I have a program in Python (using pyPDF) that merges a bunch of different PDF documents. Sometimes, the resulting pdf is fine, except for some blank pages in the middle. When I view these documents with Acrobat Reader, I get an error message saying "insufficient data for image". When I view the documents with FoxIT Reader, I get some blank pages and a munged image.

The only odd thing about the PDF that creates the blank pages is that it seems to be PDF Version 1.4, and PyPdf seems to create files with PDF Version 1.3.

1) Does the version thing sound like the root cause of my problem?

2) Is there a way to get PyPdf to handle this correctly?

Chris Curvey
  • 9,738
  • 10
  • 48
  • 70

3 Answers3

2

This might be related to Windows not actually the .pdf file.
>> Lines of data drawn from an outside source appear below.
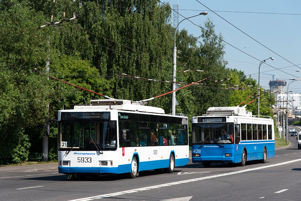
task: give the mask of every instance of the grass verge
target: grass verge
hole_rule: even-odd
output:
[[[10,164],[9,165],[0,165],[0,167],[8,167],[9,166],[17,166],[18,165],[37,165],[38,164],[45,164],[46,163],[57,163],[57,160],[50,160],[47,162],[42,161],[41,159],[29,159],[27,161],[24,161],[20,164]]]
[[[290,144],[290,142],[287,141],[287,144],[286,142],[286,140],[284,139],[282,139],[283,137],[281,135],[280,139],[279,139],[279,135],[275,135],[275,146],[278,147],[286,147]]]

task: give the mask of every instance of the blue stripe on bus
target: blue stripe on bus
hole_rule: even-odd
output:
[[[188,162],[188,158],[176,159],[175,166],[181,166]],[[164,168],[169,167],[169,159],[159,160],[150,161],[140,162],[139,163],[139,171],[142,171],[154,169]],[[59,167],[59,173],[68,174],[74,173],[110,173],[121,174],[130,172],[132,167],[130,163],[119,165],[118,167]]]

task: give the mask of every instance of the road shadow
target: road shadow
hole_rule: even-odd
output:
[[[267,161],[266,163],[269,162]],[[247,161],[246,162],[245,166],[253,165],[254,164],[262,164],[260,161],[258,160],[254,160]],[[234,168],[237,167],[240,167],[239,163],[223,163],[221,162],[219,163],[212,163],[209,168]],[[180,166],[176,167],[179,168],[204,168],[206,169],[203,166],[203,164],[201,163],[192,163],[188,164],[183,166]]]

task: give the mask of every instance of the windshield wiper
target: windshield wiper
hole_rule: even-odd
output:
[[[78,138],[77,138],[76,139],[76,141],[75,141],[75,143],[73,145],[73,146],[72,146],[72,147],[71,147],[71,149],[69,149],[69,150],[68,150],[67,151],[66,151],[66,152],[65,153],[67,153],[67,154],[68,154],[68,153],[69,153],[69,152],[71,151],[73,149],[73,148],[74,148],[74,147],[75,146],[75,145],[76,144],[76,143],[77,142],[77,141],[79,140],[79,142],[78,143],[78,146],[79,147],[79,145],[80,144],[80,137],[81,136],[82,136],[82,129],[81,129],[80,133],[79,133],[79,137]]]
[[[94,144],[95,145],[95,147],[96,147],[96,148],[97,149],[97,150],[98,151],[98,153],[99,153],[100,154],[103,153],[104,153],[102,152],[102,150],[101,150],[101,149],[100,148],[100,147],[99,147],[99,145],[98,145],[98,144],[97,144],[97,145],[98,145],[98,147],[99,147],[99,149],[100,150],[100,151],[101,151],[101,153],[100,153],[100,151],[99,151],[99,149],[98,149],[98,147],[97,147],[97,146],[96,145],[96,144],[95,143],[95,141],[94,140],[93,140],[93,139],[92,139],[92,137],[91,137],[91,135],[90,135],[90,138],[91,138],[91,139],[92,140],[92,141],[93,141],[93,144]],[[94,138],[94,137],[93,138]]]
[[[219,140],[217,139],[214,137],[213,137],[213,140],[214,141],[216,142],[217,143],[220,145],[222,147],[225,147],[225,146],[224,146],[223,144],[222,144],[222,143],[221,143],[220,142],[219,142]]]
[[[202,147],[202,146],[204,145],[204,144],[205,144],[205,142],[206,141],[206,140],[207,139],[207,138],[208,138],[208,137],[209,137],[209,135],[207,135],[207,137],[205,138],[204,139],[204,140],[203,141],[203,143],[200,146],[200,147],[199,147],[199,149],[200,149],[200,148]]]

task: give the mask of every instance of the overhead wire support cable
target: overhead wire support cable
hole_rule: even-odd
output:
[[[71,84],[71,83],[69,83],[69,82],[66,82],[65,81],[64,81],[62,80],[61,80],[60,79],[58,79],[57,78],[55,78],[55,77],[52,77],[52,76],[50,76],[48,75],[47,75],[47,74],[45,74],[45,73],[42,73],[42,72],[40,72],[40,71],[38,71],[37,70],[37,69],[36,69],[36,68],[35,68],[35,71],[36,71],[36,72],[37,72],[38,73],[40,73],[41,74],[42,74],[43,75],[45,75],[46,76],[48,76],[48,77],[49,77],[51,78],[53,78],[54,79],[55,79],[57,80],[58,80],[59,81],[61,81],[61,82],[64,82],[65,83],[66,83],[67,84],[68,84],[70,85],[72,85],[72,86],[73,86],[76,87],[78,87],[78,88],[81,88],[82,89],[83,89],[84,90],[85,90],[86,91],[89,91],[90,92],[91,92],[92,93],[94,93],[94,94],[97,94],[98,95],[100,95],[101,96],[102,96],[104,97],[105,98],[106,98],[107,99],[113,99],[112,98],[111,98],[111,97],[109,97],[108,96],[105,96],[104,95],[102,95],[102,94],[99,94],[98,93],[97,93],[96,92],[95,92],[95,91],[91,91],[90,90],[89,90],[88,89],[85,89],[84,88],[83,88],[82,87],[79,87],[79,86],[76,86],[76,85],[73,85],[73,84]]]
[[[159,95],[159,96],[156,96],[155,97],[152,97],[152,98],[149,98],[148,99],[145,99],[145,100],[139,100],[139,101],[136,101],[136,102],[137,103],[142,103],[143,102],[146,102],[146,101],[148,101],[149,100],[152,100],[153,99],[154,99],[155,98],[157,98],[157,97],[160,97],[160,96],[164,96],[164,95],[166,95],[166,94],[170,94],[170,93],[172,93],[172,92],[173,92],[174,91],[178,91],[178,90],[179,90],[180,89],[182,89],[183,88],[185,88],[185,87],[188,87],[188,86],[190,86],[190,85],[193,85],[194,84],[195,84],[196,83],[197,83],[198,82],[201,82],[202,81],[203,81],[203,80],[204,80],[205,79],[208,79],[208,78],[210,78],[210,77],[211,77],[212,76],[210,76],[210,77],[207,77],[207,78],[205,78],[205,79],[203,79],[202,80],[200,80],[199,81],[198,81],[197,82],[194,82],[193,83],[191,83],[191,84],[189,84],[188,85],[186,85],[186,86],[185,86],[184,87],[181,87],[181,88],[178,88],[178,89],[175,89],[175,90],[174,90],[173,91],[169,91],[169,92],[168,92],[167,93],[165,93],[165,94],[161,94],[161,95]]]
[[[257,40],[256,40],[256,39],[255,39],[254,38],[253,38],[252,37],[250,36],[249,35],[248,35],[245,32],[244,32],[244,31],[243,31],[242,30],[241,30],[238,27],[237,27],[236,26],[234,26],[234,25],[233,25],[233,24],[231,24],[230,22],[229,22],[229,21],[227,21],[224,18],[223,18],[222,17],[222,16],[221,16],[220,15],[219,15],[219,14],[217,14],[217,13],[216,13],[214,11],[212,10],[211,9],[210,9],[210,8],[208,8],[208,7],[207,7],[207,6],[205,6],[205,5],[204,5],[202,3],[201,3],[199,1],[198,1],[198,0],[196,0],[196,1],[197,2],[198,2],[200,4],[201,4],[202,5],[204,6],[205,6],[205,7],[206,7],[207,9],[208,9],[209,10],[210,10],[210,11],[211,11],[212,12],[213,12],[213,13],[214,13],[216,15],[217,15],[219,17],[220,17],[223,20],[225,20],[225,21],[226,21],[226,22],[228,22],[228,23],[229,24],[231,24],[231,25],[232,25],[232,26],[234,26],[234,27],[235,27],[235,28],[236,28],[237,29],[238,29],[241,32],[242,32],[244,34],[246,35],[247,35],[247,36],[249,36],[249,37],[250,37],[250,38],[251,38],[252,39],[253,39],[253,40],[254,40],[254,41],[256,41],[256,42],[258,42],[258,43],[259,43],[259,44],[260,44],[261,45],[262,45],[262,46],[263,46],[264,47],[265,47],[267,49],[269,50],[270,50],[270,51],[271,51],[272,52],[273,52],[273,53],[275,53],[276,54],[277,54],[277,55],[278,55],[278,56],[279,56],[279,57],[281,57],[283,59],[284,59],[284,60],[285,60],[286,61],[288,61],[288,62],[289,62],[289,63],[291,63],[293,65],[294,65],[294,66],[297,66],[297,67],[298,67],[298,68],[299,68],[300,69],[301,69],[301,68],[299,67],[299,66],[298,66],[297,65],[296,65],[296,64],[294,64],[294,63],[292,63],[292,62],[290,62],[290,61],[289,61],[288,60],[287,60],[287,59],[286,59],[284,58],[284,57],[282,57],[282,56],[280,56],[280,55],[279,55],[279,54],[277,54],[277,53],[276,53],[276,52],[274,52],[271,49],[270,49],[268,47],[266,47],[266,46],[265,46],[265,45],[264,45],[262,43],[260,43],[260,42],[259,42],[258,41],[257,41]]]
[[[158,0],[158,1],[159,1],[159,2],[160,2],[162,4],[163,4],[164,5],[165,5],[165,6],[167,5],[166,4],[164,4],[164,3],[162,2],[161,2],[161,1],[160,1],[160,0]],[[185,17],[184,17],[184,16],[183,16],[181,14],[179,13],[179,14],[180,15],[181,15],[181,16],[182,16],[182,17],[185,17]],[[237,50],[240,51],[241,52],[243,53],[244,53],[245,54],[247,54],[248,56],[250,56],[250,57],[251,57],[252,58],[253,58],[254,59],[256,59],[256,60],[257,60],[259,61],[261,61],[260,60],[259,60],[258,59],[255,58],[255,57],[253,57],[253,56],[252,56],[252,55],[250,55],[250,54],[248,54],[248,53],[247,53],[246,52],[244,52],[242,50],[240,50],[240,49],[238,49],[237,48],[237,47],[235,47],[233,45],[231,45],[231,44],[230,44],[229,43],[225,41],[225,40],[224,40],[223,39],[222,39],[220,38],[219,37],[217,36],[216,36],[215,35],[214,35],[214,34],[212,34],[212,33],[210,33],[210,32],[209,32],[209,31],[208,30],[206,30],[204,28],[203,28],[202,26],[201,26],[200,25],[198,25],[197,24],[195,24],[192,21],[191,21],[191,20],[189,19],[187,19],[187,20],[189,20],[190,22],[191,22],[193,24],[195,25],[196,26],[198,26],[198,27],[199,27],[201,29],[203,29],[203,30],[204,31],[206,32],[208,32],[209,34],[211,34],[213,36],[214,36],[216,38],[218,38],[218,39],[219,39],[220,40],[221,40],[223,42],[225,42],[225,43],[227,43],[227,44],[228,44],[229,45],[230,45],[231,47],[232,47],[233,48],[235,48],[235,49],[236,49]],[[290,73],[287,73],[286,72],[285,72],[283,70],[279,70],[279,69],[278,69],[278,68],[275,68],[275,67],[274,67],[273,66],[271,66],[271,65],[269,65],[267,63],[266,63],[266,64],[268,66],[270,66],[271,67],[272,67],[272,68],[275,68],[275,69],[276,70],[280,70],[281,72],[283,72],[283,73],[285,73],[286,74],[287,74],[288,75],[290,75],[292,76],[293,76],[293,77],[297,77],[298,78],[300,78],[300,79],[301,79],[301,78],[299,78],[299,77],[293,75],[292,75],[291,74],[290,74]],[[295,65],[295,64],[294,64],[293,63],[293,65],[294,65],[294,66]]]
http://support.microsoft.com/kb/2506795

Good luck!

Andy
  • 21
  • 2
2

I had this problem, and was able to figure it out by looking at the original pdf side by side with the PyPDF one in a hex editor.

The problem seems to be that PyPDF actually leaves off a byte - it looks like probably the first byte in each image stream is missing. When I added the bytes to the PyPDF file, the pdf opened up fine without the error.

G H
  • 21
  • 2
1

I suspect that the image XObject stream is Malformed. Without access to a PDF with the problem, all most folks can do is guess.

For example, if the pdf info says the image is 10 pixels wide, 10 pixels high, and 8 bits per pixel, then the stream should uncompress to 100 bytes. If it uncompressed to less than that, I'd expect an error like the one you're seeing.

The is probably a bug in pypdf regarding whatever image format you happen to be using.

IIRC, there's is no scan-line padding in PDF and no concern for word boundaries, though the last bits are padded out to a byte if need be. Confusion there could easily lead to too many bytes, which isn't the problem here.

It could also be a bad color space. If you've got an indexed color image (gif), and they translate it half way to an RGB image, but use the original indexed color bytes, you'd get a stream that might expect n*3 bits per pixel, but only have n bits per pixel.

It's possible that this is an older bug that's been fixed in pypdf. Are you using the current version?

Mark Storer
  • 15,672
  • 3
  • 42
  • 80